尾上右近、松本幸四郎と “2人の特別な空気・時間を届ける” 初めての役に挑む心境を語る
右近さんは歌舞伎俳優として舞台に立つ傍ら、役者の心情を語る唄い手、清元栄寿太夫を襲名。さらに映画に出演するなど、幅広い分野で活躍しています。
日本アカデミー賞を振り返った右近さんは「賞をいただくというのはある程度、自分の中でも励みになる、それだけみなさんが見てくれていることの証明でもあるので、自分の中でも一つの区切りになりますね。背中を押されるということはあります」と話しました。
そして右近さんは現在『四月大歌舞伎』第二部「荒川の佐吉」に出演。任侠の世界に生きる男たちを描く美しくも切ない物語です。やくざの世界に憧れ大工から転職した佐吉を松本幸四郎さんが勤め、右近さんは友人の大工辰五郎を勤めます。
初めて辰五郎を勤める右近さんは「(辰五郎は)佐吉を一番そばで見て支えて、慕って、ずっと一緒にいる心の友の役です。
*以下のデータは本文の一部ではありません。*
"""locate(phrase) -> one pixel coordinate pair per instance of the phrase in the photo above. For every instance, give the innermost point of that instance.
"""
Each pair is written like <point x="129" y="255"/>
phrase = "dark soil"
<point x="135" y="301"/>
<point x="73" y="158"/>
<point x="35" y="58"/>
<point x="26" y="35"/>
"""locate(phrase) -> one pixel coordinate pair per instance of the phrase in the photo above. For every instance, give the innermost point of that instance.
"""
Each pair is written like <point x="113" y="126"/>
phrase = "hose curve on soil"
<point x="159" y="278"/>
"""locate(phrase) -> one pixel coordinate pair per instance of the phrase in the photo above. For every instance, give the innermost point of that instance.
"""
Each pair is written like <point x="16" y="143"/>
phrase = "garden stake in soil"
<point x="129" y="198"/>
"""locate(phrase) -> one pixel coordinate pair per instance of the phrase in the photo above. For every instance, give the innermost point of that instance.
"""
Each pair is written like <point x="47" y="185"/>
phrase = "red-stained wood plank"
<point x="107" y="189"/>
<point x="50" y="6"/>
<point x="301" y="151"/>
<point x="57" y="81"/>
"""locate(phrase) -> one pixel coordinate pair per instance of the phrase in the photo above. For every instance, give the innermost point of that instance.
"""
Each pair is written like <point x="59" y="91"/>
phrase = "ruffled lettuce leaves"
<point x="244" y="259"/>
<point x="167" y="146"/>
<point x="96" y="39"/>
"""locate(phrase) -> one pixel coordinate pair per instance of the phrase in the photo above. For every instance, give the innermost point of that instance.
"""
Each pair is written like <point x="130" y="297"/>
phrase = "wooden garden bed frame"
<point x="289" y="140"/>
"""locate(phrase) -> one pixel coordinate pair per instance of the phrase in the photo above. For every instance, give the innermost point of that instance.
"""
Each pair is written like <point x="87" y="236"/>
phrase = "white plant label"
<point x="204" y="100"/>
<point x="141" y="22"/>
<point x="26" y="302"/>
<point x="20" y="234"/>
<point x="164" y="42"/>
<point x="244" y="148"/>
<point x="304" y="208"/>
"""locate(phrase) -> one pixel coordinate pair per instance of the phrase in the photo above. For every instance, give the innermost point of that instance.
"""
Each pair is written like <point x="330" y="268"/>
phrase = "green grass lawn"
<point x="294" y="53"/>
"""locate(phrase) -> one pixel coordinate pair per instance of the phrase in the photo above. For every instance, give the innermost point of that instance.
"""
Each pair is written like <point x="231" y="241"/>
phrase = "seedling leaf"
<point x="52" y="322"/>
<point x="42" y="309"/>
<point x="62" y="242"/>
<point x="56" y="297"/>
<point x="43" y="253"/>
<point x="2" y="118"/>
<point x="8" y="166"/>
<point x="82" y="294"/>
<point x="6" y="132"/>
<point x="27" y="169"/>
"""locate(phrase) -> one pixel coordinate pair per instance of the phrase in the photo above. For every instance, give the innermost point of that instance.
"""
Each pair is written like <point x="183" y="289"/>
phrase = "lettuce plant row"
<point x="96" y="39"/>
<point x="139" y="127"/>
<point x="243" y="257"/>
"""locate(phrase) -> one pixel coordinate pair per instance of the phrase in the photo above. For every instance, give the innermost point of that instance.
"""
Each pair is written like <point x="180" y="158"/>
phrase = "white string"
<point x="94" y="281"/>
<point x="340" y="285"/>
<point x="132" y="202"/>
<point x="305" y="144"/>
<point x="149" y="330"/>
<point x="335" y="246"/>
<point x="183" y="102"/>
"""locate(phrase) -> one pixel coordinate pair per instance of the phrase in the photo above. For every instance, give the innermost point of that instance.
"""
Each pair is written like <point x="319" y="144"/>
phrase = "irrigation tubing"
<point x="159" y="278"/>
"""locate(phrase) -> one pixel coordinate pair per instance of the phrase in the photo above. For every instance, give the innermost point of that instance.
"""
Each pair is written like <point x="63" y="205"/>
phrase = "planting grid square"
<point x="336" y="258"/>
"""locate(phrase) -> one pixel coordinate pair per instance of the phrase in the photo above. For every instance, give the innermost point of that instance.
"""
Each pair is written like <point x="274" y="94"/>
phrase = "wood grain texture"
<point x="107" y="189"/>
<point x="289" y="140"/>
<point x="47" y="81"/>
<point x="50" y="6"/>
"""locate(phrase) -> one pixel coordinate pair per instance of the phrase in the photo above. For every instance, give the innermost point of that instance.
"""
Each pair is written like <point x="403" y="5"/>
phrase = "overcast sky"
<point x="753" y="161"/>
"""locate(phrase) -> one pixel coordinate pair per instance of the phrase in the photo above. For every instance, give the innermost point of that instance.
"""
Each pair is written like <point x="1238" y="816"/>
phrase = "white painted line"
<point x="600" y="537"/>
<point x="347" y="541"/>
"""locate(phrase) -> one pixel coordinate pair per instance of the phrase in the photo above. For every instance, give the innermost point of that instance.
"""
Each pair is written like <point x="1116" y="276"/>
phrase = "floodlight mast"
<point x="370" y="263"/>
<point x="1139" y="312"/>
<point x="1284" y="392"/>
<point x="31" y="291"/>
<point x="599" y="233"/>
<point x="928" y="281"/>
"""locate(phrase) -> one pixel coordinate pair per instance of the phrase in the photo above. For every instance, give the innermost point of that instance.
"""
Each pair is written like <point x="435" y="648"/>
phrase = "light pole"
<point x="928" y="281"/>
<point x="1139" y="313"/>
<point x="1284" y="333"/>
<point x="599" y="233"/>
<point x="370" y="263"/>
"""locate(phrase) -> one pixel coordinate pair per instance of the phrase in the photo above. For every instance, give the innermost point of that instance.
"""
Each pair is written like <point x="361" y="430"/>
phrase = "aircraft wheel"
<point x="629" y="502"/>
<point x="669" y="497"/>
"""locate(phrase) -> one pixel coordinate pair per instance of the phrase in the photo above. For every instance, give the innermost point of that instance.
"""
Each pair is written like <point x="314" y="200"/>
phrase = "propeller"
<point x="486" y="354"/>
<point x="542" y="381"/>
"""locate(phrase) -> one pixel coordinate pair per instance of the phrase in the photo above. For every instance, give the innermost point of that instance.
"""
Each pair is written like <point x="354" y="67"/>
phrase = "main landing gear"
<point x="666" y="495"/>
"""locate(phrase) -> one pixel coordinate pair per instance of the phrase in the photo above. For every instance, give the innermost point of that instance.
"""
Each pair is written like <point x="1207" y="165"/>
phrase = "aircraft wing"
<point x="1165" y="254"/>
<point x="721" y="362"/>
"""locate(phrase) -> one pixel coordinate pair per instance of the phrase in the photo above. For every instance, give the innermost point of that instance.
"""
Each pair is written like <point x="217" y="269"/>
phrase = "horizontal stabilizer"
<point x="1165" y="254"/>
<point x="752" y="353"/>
幸四郎お兄さんの辰五郎も以前、拝見していたりとか、演目の魅力に影響力のあるお役ですので、これは幸四郎のお兄さんと友達になったつもりで、大先輩ですけども、そういうつもりで2人の特別な空気、時間というものをつくってお届けしたい」と心境を明かしました。
また辰五郎のイメージについて「僕は基本的にお兄さん方に人なつっこく関わるタイプでもありますので、人なつこっさというか辰五郎の魅力でもありますし、何か救いになったりとか支えになったりするっていう後輩でありたい姿、自分の姿が重なってくると自分なりの辰五郎になるんじゃないかな」と話しました。
最後に見所を聞くと「人と人とっていう心の交流がいかに大切か、失われて気づくことっていうのは人にはたくさんあると思うんですけど、まあ人生の教訓というのが一つ歌舞伎の演目として、ここにあるぞってことを、感じていただきたいですし、切ない話なんだけども心が洗われるというところが、荒川の佐吉、最大の魅力ではないでしょうか」と明かしました。